Au cours des obsèques d’Holweck qui eurent lieu le 3 janvier 1942 à l’église de Montrouge, André Debierne prononça un discours devant le recteur, le doyen de la faculté des sciences et un certain nombre de professeurs et au total 400 à 500 personnes ; certains participants dans l’assistance étaient venus avec des bouquets de fleurs tricolores.

Libéré au bout de trois mois, René Souille raconta qu’Holweck avait été séparé des autres détenus dès leur arrivée à la Santé.

L’assassinat d’Holweck marqua un tournant dans la vie de l’université parisienne sous l’Occupation. La prise de conscience des réalités de celle-ci, l’évolution dans le comportement des nazis à Paris qu’il semblait indiquer, l’impossibilité de différer encore une prise de parti en étaient les principaux aspects. L’Université libre, publication clandestine quasi hebdomadaire du Front national universitaire, publia un long article en mémoire d’Holweck dans son numéro 45, du 29 janvier 1942, principalement axé sur la dénonciation de la « politique du silence ». Le 3 juillet 1942, lors d’une séance du conseil de la Fondation Curie, un hommage fut rendu simultanément à Jean Perrin qui venait de décéder à New York et à Fernand Holweck qui avait été membre de ce conseil comme délégué du conseil de la faculté des sciences jusqu’à sa mise à la retraite, en octobre 1940. Le n° 8 des Cahiers de Physique de juin 1942, dirigés par Charles Fabry et publiés en zone sud comportait une longue nécrologie louangeuse de Fernand Holweck. Dès 1943, un hommage fut rendu à Holweck à l’Ecole des hautes études de la France Libre, installé à New York au cours duquel Salomon Rosenblum prononça une allocution. En 1943 toujours, le comité de l’Université de Paris du Front national publia une brochure en hommage à Holweck et Jacques Solomon.
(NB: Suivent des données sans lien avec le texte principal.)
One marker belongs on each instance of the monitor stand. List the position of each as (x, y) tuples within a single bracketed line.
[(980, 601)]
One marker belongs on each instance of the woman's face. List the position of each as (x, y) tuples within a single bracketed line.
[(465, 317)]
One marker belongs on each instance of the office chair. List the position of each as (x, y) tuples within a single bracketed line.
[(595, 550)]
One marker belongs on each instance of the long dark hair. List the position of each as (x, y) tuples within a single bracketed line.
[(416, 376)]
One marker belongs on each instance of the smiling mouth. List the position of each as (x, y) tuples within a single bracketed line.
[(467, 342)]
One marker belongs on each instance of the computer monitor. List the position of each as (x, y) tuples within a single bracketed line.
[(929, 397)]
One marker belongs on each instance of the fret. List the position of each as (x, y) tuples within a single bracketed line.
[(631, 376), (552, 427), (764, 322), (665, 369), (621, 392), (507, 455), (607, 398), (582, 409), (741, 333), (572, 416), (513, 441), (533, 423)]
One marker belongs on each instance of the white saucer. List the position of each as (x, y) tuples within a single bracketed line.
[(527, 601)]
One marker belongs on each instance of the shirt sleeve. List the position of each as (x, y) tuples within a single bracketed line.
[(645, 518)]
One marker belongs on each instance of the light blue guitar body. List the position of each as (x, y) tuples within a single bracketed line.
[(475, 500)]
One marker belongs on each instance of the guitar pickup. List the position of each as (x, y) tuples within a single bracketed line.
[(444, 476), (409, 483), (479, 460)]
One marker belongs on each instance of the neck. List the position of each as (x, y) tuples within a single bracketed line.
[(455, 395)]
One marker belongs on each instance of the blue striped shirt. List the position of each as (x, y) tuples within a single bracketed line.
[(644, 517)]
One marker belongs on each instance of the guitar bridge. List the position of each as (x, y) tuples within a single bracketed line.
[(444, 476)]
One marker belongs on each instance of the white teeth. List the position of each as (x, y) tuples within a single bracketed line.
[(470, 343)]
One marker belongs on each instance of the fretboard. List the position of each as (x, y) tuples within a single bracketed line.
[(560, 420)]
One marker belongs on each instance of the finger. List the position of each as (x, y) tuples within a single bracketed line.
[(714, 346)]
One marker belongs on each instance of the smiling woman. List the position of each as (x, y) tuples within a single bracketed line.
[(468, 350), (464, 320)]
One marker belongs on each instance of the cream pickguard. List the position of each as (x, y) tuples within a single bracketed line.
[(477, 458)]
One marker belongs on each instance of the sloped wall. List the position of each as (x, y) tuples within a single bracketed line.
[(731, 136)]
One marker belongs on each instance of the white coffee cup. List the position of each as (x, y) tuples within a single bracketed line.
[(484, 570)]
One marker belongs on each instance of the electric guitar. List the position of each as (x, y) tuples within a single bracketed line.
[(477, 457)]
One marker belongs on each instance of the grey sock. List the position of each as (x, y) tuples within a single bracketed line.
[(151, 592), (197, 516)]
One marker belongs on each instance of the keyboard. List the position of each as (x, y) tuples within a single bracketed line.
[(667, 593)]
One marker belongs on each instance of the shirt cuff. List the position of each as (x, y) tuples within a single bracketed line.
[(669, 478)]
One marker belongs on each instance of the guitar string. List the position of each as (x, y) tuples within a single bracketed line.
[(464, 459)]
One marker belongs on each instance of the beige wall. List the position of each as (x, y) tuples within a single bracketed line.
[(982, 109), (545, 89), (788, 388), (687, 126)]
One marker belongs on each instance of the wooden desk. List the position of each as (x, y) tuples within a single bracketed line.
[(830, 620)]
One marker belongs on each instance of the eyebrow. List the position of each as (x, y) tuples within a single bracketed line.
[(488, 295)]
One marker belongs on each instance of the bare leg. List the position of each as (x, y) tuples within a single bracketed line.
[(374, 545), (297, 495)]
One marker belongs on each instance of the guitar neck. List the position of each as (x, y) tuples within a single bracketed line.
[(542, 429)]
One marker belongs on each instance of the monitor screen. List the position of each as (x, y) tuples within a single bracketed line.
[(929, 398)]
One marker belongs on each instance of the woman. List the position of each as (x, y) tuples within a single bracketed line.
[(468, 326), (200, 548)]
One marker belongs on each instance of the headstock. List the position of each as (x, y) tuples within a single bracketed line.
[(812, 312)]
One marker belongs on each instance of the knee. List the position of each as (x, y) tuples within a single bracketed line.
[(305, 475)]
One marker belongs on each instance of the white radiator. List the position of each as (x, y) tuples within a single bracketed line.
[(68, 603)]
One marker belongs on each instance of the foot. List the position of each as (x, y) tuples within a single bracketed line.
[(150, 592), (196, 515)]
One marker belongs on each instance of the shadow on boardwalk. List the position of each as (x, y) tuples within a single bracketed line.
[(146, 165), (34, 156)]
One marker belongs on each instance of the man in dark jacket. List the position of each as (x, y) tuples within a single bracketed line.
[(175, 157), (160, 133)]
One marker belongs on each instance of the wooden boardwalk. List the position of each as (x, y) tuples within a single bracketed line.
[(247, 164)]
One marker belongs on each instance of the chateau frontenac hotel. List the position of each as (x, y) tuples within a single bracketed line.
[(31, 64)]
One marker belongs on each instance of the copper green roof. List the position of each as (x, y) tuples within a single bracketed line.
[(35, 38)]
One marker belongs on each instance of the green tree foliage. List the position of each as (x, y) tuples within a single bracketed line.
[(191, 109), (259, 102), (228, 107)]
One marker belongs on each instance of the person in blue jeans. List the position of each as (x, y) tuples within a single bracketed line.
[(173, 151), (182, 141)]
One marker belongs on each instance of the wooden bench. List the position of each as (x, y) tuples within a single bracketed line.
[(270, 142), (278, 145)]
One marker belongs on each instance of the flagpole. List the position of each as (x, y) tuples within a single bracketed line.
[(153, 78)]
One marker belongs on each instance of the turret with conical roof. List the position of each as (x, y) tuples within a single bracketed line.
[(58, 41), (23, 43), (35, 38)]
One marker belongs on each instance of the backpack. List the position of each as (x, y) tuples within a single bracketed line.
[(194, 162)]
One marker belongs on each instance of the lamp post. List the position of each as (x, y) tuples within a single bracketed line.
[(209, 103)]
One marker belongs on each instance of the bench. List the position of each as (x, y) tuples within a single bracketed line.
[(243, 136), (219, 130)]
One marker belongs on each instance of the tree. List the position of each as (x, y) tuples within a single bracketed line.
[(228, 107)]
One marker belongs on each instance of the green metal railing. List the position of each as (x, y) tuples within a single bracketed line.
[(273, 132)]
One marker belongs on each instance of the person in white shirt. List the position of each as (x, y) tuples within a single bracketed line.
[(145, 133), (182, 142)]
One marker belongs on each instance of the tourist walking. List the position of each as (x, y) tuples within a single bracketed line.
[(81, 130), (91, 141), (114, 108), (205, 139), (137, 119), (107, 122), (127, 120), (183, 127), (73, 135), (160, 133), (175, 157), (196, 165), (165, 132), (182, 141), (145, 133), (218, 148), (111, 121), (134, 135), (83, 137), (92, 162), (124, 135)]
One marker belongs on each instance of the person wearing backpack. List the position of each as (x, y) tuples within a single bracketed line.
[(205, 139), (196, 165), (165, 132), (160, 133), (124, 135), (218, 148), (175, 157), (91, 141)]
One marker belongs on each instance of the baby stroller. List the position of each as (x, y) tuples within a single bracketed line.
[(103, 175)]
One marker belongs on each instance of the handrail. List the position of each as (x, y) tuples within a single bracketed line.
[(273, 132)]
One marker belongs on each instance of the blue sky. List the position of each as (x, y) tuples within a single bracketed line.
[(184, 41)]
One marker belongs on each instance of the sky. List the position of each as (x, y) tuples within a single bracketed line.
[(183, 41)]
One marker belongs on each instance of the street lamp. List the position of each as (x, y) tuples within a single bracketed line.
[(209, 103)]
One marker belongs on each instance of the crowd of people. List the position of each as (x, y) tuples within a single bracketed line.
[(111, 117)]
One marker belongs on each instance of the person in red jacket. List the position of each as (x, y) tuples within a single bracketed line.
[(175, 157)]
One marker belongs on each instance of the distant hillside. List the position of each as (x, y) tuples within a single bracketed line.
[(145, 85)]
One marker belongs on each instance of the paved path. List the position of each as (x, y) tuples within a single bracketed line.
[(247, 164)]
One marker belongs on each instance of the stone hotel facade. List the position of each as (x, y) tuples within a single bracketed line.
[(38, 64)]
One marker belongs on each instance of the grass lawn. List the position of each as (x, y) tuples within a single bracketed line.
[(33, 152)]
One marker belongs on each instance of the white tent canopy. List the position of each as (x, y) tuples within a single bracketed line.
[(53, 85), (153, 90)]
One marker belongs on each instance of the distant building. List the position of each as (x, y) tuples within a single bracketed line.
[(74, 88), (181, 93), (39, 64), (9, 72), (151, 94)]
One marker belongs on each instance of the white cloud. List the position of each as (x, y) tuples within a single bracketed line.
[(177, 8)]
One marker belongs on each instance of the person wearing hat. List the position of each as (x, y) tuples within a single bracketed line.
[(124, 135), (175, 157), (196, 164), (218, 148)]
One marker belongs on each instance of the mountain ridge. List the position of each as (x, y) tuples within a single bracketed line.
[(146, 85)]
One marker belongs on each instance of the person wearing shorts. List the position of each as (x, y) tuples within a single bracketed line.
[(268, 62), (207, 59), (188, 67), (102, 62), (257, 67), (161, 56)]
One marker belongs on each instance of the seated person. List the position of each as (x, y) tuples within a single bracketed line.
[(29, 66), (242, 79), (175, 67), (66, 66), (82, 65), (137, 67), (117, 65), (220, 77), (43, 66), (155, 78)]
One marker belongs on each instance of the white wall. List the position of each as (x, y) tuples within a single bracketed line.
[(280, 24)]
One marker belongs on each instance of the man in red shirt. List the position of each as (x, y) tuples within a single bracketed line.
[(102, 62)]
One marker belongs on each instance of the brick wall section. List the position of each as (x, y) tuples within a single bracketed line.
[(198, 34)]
La passivité des autorité universitaires, en particulier le recteur Gidel, clairement collaborationniste, puis leur refus de pousser l’enquête sur les causes de la mort d’Holweck vis-à-vis des forces d’Occupation apparurent scandaleuses à beaucoup d’universitaires et d’étudiants. Leur compromission s’en trouva renforcée.

Le 11 novembre 1946, à l’initiative de la FEN, la dépouille d’Holweck fut déplacée, avec celles de 9 autres professeurs et étudiants de l’Université de Paris résistants et martyrs, dans la crypte de la chapelle de la Sorbonne, en présence du ministre de l’Education nationale.
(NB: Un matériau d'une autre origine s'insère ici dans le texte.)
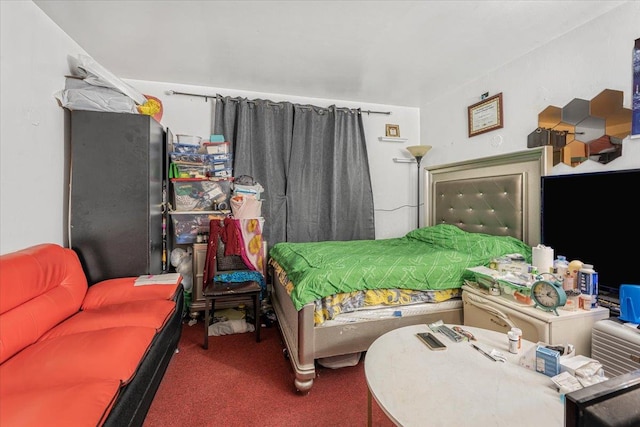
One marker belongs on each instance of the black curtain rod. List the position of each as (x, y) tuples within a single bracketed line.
[(207, 97)]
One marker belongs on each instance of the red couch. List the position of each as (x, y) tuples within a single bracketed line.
[(79, 355)]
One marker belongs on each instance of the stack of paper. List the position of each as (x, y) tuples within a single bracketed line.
[(158, 279)]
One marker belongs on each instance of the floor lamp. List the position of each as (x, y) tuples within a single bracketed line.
[(418, 151)]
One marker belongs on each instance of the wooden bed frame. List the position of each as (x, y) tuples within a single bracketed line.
[(497, 195)]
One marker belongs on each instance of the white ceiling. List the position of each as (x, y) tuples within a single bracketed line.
[(386, 52)]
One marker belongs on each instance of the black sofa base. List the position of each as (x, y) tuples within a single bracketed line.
[(134, 401)]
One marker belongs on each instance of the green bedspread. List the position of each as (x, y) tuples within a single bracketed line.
[(426, 258)]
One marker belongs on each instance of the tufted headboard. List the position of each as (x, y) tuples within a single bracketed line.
[(497, 195)]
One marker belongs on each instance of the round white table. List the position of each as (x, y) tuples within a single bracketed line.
[(417, 386)]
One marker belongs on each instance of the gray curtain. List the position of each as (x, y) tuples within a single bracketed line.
[(312, 163)]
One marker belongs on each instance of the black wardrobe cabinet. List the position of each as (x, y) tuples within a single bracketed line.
[(116, 187)]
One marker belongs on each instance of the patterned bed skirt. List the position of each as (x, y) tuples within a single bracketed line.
[(330, 307)]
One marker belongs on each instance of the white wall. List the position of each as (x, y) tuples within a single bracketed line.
[(32, 151), (581, 64)]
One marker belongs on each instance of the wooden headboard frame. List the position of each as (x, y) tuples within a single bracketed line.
[(497, 195)]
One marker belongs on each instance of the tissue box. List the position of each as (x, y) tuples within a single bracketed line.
[(547, 361), (574, 363), (509, 264)]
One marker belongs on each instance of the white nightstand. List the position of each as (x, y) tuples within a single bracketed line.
[(500, 314)]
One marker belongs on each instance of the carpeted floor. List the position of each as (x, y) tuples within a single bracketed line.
[(238, 382)]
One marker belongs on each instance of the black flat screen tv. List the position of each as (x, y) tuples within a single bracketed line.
[(592, 217)]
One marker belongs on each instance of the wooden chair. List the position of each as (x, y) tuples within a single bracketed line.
[(230, 294)]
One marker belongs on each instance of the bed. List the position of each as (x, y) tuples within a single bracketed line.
[(498, 196)]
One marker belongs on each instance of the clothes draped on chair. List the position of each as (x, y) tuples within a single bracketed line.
[(312, 162), (230, 232)]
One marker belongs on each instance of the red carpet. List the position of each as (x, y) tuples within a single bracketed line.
[(238, 382)]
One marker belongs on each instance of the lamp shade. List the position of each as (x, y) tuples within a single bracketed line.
[(419, 150)]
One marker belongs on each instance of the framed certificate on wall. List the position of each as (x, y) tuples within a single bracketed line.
[(485, 115)]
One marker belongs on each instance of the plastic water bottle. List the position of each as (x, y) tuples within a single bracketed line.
[(588, 283), (560, 268)]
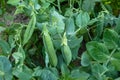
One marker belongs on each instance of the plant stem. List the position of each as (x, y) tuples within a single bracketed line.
[(110, 57), (59, 6)]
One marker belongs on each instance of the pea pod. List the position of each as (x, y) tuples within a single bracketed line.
[(66, 51), (49, 47)]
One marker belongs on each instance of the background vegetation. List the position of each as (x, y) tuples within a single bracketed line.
[(59, 39)]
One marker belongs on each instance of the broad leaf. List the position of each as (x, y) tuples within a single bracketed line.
[(82, 19), (85, 59), (13, 2), (22, 72), (98, 51), (88, 5)]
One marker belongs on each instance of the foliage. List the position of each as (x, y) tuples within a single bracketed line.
[(59, 40)]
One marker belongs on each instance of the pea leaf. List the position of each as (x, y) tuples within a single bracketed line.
[(5, 69), (57, 21), (79, 75), (13, 2), (88, 5), (5, 47), (19, 56), (98, 51), (45, 74), (111, 39)]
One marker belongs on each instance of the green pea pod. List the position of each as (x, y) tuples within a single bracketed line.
[(66, 51), (49, 47)]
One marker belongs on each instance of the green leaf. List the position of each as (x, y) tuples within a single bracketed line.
[(111, 39), (88, 5), (57, 21), (5, 69), (5, 47), (74, 44), (2, 29), (82, 19), (79, 75), (98, 51), (70, 26), (45, 74), (13, 2), (22, 72), (115, 60), (85, 59), (30, 29)]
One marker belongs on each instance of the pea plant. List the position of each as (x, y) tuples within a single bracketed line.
[(59, 40)]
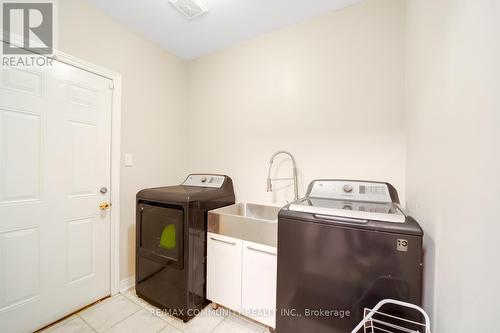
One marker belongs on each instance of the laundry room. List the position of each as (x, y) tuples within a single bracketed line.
[(212, 166)]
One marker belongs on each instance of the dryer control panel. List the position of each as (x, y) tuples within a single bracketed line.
[(351, 190), (205, 180)]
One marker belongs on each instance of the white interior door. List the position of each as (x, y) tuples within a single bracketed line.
[(55, 137)]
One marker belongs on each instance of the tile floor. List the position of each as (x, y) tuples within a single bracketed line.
[(126, 313)]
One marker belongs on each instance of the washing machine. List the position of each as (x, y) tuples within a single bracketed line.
[(341, 249), (171, 236)]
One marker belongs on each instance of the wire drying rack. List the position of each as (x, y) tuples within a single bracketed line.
[(376, 321)]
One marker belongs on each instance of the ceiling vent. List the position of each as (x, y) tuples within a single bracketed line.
[(189, 8)]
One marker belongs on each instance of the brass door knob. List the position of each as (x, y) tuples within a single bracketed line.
[(104, 205)]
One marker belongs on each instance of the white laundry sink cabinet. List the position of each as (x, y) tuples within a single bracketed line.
[(241, 274)]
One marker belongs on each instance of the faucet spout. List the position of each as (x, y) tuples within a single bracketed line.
[(294, 171)]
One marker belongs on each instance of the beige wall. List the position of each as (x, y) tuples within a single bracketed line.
[(154, 96), (330, 90), (453, 181)]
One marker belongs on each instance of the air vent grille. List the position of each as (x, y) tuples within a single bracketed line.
[(189, 8)]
Sources : Archives nationales (archives dites allemandes) : AJ 40 565 ; L’Université libre, n° 45, 29 janvier 1942 ; Antoine Lacassagne, « Hommage à Jean Perrin et Fernand Holweck », conseil de la Fondation Curie, 3 juillet 1942, tapuscrit, archives Curie ; Jacques Fabry, « Nécrologie de Fernand Holweck », Cahiers de Physique, n° 8, juin 1942, p. 1-16 ; Salomon Rosenblum, Ferrnand Holweck, allocution prononcée en 1943, École des hautes études de New York ; André Debierne, Fernand Holweck, sa vie scientifique, son activité pendant l’occupation, sa mort tragique à la prison de la Santé, février 1946, manuscrit, archives Curie ; J.- André Thomas, « Le martyre de Fernand Holweck », La Pensée, décembre 1949, p. 21-28 ; « Fernand Holweck, sa vie, ses travaux scientifiques », La Diligence d’, n°30, 1984, p. 58-63 ; « Hommage à Fernand et Jacqueline Holweck, le 31 mars 1995, Bulletin de l’Association Curie et Joliot-Curie, n° 4, septembre 1995 ; dossier Holweck aux archives Curie ; entretien de Michel Pinault avec Jacques Holweck, 16 mai 1995 ; Michel Pinault, Frédéric Joliot, la science et la société, un itinéraire de la physique nucléaire à la politique nucléaire, thèse Paris I-Sorbonne, février 1999, en particulier p. 301-304, et l’ouvrage paru en 2000, chez Odile Jacob.